Each one goes there from his own case by convincing himself to formulate the find of the century, a deep ethical reflection. What a sad joke! Thinking for two seconds is enough to understand that these comparisons are abusive: there is not and there has never been any hospital relief because of drivers or smokers. And besides, drug addiction, smoking and alcoholism are addictions, and drinking and driving is a crime, punished as such.

Opposition to the vaccine, on the other hand, is the sheer whim of a minority of gullible and uncompromising individuals. To consider that to force, in the name of public health, this minority to overcome its adolescent refusal of authority constitutes a ruthless punishment is already cowardly. Above all, persisting in not discriminating against the “antivax” when they almost inevitably appear in our public hospitals, even though we are already chasing the vaccinated people who need treatment, is downright cruel.
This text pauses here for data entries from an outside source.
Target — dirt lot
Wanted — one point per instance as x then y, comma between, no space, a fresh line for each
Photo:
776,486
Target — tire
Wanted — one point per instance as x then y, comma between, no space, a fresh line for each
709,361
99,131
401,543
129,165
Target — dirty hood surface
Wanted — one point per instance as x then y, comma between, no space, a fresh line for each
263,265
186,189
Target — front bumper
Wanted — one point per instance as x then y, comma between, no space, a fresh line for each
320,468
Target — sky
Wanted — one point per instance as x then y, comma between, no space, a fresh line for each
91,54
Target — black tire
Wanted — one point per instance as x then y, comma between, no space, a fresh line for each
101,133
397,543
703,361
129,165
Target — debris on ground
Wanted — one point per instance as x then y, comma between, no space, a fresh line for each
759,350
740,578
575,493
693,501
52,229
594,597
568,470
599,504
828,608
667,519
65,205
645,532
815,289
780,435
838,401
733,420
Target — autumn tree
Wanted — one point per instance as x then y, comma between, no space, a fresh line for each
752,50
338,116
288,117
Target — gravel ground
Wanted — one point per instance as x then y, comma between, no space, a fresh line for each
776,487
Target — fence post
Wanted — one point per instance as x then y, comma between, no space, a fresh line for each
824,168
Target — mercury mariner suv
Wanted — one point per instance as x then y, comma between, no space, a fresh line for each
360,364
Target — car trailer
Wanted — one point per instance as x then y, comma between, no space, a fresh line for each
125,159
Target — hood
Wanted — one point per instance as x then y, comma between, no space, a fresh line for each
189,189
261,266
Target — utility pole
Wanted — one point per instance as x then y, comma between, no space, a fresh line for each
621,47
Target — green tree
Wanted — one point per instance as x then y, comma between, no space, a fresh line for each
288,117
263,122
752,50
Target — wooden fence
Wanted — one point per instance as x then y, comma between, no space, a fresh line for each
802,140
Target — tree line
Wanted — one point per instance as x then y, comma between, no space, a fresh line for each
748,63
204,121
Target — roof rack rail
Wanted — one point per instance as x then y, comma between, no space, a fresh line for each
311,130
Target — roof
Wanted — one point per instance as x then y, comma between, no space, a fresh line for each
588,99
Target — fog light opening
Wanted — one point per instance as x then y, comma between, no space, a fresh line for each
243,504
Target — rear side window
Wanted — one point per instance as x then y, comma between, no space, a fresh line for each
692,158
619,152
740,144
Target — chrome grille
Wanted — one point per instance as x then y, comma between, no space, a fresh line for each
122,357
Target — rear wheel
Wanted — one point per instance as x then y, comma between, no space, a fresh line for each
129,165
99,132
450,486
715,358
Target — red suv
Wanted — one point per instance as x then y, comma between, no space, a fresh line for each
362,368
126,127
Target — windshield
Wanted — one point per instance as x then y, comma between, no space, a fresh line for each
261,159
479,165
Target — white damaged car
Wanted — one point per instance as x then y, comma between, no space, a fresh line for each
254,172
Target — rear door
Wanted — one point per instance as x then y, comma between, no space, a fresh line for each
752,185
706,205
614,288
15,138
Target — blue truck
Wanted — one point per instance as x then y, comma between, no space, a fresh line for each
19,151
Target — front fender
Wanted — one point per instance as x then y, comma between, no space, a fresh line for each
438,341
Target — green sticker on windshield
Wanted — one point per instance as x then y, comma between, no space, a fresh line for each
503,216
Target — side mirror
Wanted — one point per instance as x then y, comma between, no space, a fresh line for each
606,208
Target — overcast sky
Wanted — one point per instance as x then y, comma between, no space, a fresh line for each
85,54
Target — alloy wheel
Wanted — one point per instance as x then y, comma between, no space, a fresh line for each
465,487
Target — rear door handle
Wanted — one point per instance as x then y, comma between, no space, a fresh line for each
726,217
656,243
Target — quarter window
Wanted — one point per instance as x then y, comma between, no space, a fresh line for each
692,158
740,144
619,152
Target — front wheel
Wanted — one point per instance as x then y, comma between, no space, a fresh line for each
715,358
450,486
Since the spring of 2020, hundreds of thousands of cancer screening examinations have been postponed, including more than 150,000 mammograms. And the situation, particularly because of the conspiratorial stubbornness of individual kings, is now more serious than ever. From one hospital to another, it is planned to postpone up to 80% of planned surgeries in the coming weeks. Mental health assessments are postponed in Greece. Diseases are getting worse and people will die. And why ?

Because having lost the sense of responsibility, our society still coaxes, with human lives and billions in public spending, this limited minority in the name of the sacrosanct individual rights, to the point of making it the focal point of general organization of health and hospital measures. The College of Physicians itself denounces this situation and now calls for stricter measures.

No, we are not witnessing an authoritarian drift, but at the supreme stage of liberal ethics, which kills in the name of the egocentric whims of a gregarious minority. Let’s come to our senses. Strongly compulsory vaccination as in Austria, exemplary democracy, or then strongly the hospital relief of the unvaccinated and the imposition of a “health tax” being reserved for them. “Our duties are the rights that others have over us,” said Nietzsche. To impose duties on everyone is to affirm the rights of all.